After giving me the meds, she brought me a few light Jello snacks. This time (unlike my gall bladder removal in May) there was no nausea at all so the anesthesiologist hit just the right mix.
Janice by now had also come up, after tracking my various locations using a "patient tracker" - coded by color to follow my progress. Once she arrived, Rachel and another student RN ("Callie") showed her how to change the catheter bags, and also go from the usual (day time) leg bag to the much larger night bag.
Let me say right off the bat that having a Foley catheter in place is no ball of fun, and ranks maybe up there with a root canal - or two. I had to wear the damned thing for two days before Dr. Crawford's RN gave the ok to take it out. She emphasized it was foolhardy to do so too early because then "you could be in a real world of hurt". That refers to all the ancillary tissues swelling up preventing urination, which earns you a trip to the ER.

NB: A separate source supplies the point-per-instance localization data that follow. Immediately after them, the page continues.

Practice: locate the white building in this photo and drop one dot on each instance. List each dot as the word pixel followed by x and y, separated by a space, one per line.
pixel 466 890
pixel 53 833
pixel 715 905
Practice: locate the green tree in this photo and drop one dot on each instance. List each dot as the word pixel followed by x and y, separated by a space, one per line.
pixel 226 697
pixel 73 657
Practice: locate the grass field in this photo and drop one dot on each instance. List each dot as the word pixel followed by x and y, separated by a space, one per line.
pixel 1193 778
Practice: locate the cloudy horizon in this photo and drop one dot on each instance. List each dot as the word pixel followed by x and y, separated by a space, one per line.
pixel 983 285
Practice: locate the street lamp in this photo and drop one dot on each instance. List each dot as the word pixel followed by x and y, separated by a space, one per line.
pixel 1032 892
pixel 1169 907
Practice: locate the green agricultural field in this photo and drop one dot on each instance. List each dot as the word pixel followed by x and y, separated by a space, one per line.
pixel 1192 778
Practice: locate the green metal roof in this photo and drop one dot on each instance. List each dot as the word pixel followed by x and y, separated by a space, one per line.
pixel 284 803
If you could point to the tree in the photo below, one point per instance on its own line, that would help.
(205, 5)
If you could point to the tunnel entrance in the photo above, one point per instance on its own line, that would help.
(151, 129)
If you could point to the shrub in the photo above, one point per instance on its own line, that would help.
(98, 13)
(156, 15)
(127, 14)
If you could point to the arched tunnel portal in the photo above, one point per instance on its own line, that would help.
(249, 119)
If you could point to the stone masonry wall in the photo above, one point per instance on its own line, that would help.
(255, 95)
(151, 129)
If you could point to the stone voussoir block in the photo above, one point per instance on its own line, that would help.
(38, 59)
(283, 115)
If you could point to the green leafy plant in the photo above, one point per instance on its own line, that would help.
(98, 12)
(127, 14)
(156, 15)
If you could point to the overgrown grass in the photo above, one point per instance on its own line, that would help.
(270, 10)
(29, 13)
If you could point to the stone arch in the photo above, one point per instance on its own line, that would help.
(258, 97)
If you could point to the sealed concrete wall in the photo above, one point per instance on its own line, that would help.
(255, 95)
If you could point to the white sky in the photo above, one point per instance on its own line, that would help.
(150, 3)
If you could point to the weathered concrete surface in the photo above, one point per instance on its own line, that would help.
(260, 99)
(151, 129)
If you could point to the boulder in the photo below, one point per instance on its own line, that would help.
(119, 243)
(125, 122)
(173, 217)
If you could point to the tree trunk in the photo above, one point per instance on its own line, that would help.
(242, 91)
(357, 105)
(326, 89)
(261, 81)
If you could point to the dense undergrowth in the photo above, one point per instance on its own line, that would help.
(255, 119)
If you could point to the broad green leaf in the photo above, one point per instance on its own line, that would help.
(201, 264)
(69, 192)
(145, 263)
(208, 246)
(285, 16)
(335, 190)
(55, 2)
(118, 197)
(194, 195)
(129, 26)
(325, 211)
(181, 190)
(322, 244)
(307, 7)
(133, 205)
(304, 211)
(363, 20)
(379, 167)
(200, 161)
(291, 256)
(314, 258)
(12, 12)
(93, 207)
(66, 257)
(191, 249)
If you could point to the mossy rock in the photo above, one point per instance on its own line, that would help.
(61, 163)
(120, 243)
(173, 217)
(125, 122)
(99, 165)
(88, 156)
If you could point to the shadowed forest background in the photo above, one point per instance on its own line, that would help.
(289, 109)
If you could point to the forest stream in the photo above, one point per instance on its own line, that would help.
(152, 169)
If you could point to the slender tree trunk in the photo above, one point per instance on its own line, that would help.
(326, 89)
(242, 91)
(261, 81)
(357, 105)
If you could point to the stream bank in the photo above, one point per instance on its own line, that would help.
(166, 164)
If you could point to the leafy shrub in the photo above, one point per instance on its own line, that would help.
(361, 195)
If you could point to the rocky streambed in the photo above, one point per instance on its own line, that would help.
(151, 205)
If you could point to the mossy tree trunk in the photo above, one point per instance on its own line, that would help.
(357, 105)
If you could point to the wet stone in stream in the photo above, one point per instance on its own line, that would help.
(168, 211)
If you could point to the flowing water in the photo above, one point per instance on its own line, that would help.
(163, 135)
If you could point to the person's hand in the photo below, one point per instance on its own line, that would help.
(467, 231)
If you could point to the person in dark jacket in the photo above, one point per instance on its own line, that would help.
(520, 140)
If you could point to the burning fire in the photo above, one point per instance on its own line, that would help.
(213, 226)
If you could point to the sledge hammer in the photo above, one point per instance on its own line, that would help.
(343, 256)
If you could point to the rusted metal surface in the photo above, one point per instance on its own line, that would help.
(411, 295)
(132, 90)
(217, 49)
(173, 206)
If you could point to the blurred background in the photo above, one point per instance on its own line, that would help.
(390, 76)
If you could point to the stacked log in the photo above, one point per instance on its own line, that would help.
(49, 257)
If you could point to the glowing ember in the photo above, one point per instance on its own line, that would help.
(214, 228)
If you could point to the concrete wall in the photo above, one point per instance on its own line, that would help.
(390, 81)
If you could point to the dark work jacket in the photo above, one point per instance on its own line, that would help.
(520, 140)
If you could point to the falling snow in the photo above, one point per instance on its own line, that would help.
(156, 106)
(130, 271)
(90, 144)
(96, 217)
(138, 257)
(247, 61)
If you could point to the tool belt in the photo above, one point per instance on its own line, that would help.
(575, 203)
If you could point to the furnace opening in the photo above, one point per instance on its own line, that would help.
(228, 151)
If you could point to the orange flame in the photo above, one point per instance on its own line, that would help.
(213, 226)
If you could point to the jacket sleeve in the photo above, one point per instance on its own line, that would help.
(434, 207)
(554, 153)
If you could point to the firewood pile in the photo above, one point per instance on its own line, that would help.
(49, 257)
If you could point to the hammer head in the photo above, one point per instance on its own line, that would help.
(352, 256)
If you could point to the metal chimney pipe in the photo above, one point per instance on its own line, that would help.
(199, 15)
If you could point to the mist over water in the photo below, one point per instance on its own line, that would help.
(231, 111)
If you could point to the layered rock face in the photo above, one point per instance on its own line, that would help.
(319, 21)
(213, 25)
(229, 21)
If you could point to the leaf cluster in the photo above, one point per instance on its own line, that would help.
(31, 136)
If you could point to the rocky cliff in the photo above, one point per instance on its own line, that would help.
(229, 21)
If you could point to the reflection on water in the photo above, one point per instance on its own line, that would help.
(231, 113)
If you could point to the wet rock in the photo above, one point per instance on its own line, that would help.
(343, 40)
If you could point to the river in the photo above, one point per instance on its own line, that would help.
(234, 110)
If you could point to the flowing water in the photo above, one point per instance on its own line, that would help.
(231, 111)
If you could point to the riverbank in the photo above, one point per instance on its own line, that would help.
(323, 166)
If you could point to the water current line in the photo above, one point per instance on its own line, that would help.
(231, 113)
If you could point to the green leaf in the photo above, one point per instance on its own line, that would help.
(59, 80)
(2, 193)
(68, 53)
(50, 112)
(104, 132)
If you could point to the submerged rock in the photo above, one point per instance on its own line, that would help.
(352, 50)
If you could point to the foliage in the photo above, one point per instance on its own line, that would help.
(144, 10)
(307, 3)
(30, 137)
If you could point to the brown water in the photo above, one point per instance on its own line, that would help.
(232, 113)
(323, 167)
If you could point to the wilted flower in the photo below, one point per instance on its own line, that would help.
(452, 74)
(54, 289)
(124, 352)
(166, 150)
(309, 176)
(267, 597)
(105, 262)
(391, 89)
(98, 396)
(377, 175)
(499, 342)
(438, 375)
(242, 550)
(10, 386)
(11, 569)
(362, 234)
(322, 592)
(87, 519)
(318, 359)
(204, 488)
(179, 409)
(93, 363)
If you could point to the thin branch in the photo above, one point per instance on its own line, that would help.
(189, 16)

So now, with it out I am still recovering and will get the results of the biopsy in 5 days or so.
Having had the normal biopsies and this one I can agree right now with what a paper dealing with it noted, that in general most men would not opt for it given the greater "medical burden" - that entails more invasive procedure - as I described - as well as more side effects, bleeding from rectum, penis, etc. and pain as well as having to wear a urinary catheter.
Most men, despite the touted accuracy of results (which isn't in dispute), will simply not opt for this advanced biopsy unless they are looking for a specific treatment option (e.g. focal cryo-ablation) for which it is required.
Anyway, recovering now, and thankfully with no catheter. I am just waiting for further word on whether I am a candidate for the focal cryo. I will have to meet with Dr. Crawford again in 2 weeks.
Yesterday (1/24) I received word from UC Health that the biopsy came results came out favorably for further treatment. 5 of 45 cores showed cancer but no scores higher than Gleason 3 + 3. So I am cleared to schedule treatment in about two months.